La nuit tombait sur Westbourne Grove. Une jeune femme qui portait un manteau bien trop grand pour elle vint s’asseoir sur le banc devant l’arrêt du bus.

– Vous avez froid ? demanda-t-elle.

– Non, ça va, répondit Mathias.

– Vous n’avez pas l’air dans votre assiette.

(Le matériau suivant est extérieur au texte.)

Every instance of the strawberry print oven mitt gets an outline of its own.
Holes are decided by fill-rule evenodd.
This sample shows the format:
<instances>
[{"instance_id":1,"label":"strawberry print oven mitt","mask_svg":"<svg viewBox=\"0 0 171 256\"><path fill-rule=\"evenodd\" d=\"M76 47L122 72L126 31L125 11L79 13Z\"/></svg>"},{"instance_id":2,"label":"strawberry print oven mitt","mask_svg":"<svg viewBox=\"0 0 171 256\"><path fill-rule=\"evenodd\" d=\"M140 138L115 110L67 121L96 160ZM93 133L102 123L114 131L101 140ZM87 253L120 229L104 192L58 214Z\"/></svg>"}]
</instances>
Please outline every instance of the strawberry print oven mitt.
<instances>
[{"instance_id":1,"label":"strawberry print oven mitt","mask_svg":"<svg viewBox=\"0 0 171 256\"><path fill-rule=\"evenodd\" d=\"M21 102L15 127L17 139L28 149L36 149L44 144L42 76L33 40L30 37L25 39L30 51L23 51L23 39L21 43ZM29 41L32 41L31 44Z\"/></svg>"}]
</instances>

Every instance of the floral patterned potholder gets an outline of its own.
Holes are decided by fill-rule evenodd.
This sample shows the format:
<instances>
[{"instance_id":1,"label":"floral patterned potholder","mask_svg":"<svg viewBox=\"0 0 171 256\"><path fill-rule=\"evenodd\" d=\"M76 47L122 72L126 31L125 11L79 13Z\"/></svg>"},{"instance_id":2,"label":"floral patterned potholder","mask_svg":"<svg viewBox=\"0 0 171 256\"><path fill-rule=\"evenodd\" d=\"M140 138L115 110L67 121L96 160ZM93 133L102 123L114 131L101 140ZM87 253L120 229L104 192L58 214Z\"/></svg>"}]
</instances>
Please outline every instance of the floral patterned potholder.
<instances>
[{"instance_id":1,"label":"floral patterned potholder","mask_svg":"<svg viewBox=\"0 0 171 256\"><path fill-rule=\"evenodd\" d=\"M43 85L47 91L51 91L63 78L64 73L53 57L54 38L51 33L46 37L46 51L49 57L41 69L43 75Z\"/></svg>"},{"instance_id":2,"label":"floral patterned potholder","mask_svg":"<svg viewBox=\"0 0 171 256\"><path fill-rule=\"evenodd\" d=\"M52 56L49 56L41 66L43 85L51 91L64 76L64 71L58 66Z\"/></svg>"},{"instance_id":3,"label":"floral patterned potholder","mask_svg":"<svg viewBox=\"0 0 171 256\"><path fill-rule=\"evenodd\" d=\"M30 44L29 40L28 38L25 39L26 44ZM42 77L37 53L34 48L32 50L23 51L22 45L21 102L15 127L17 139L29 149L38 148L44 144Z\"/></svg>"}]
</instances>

– Il y a des dimanches comme ça.

– J’en ai connu beaucoup, dit la jeune femme en se levant.

– Bonsoir, dit Mathias.

– Bonsoir, dit la jeune femme.

Il la salua d’un signe de tête, elle fit de même et grimpa dans l’autobus qui venait d’arriver. Mathias la regarda partir, se demandant où il avait bien pu la rencontrer.


*


Après le dîner, les enfants s’étaient endormis sur le canapé, épuisés de leur après-midi au parc. Antoine les avait portés jusque dans leur lit. De retour dans le salon, il profitait d’un moment de calme. Il remarqua le portefeuille de Mathias, oublié dans la coupelle qui servait de vide-poches. Il l’ouvrit et tira lentement sur l’angle d’une photo qui dépassait. Sur ce portrait froissé par les années, Valentine souriait les mains posées sur son ventre rond ; témoignage d’un autre temps. Antoine remit la photo en place.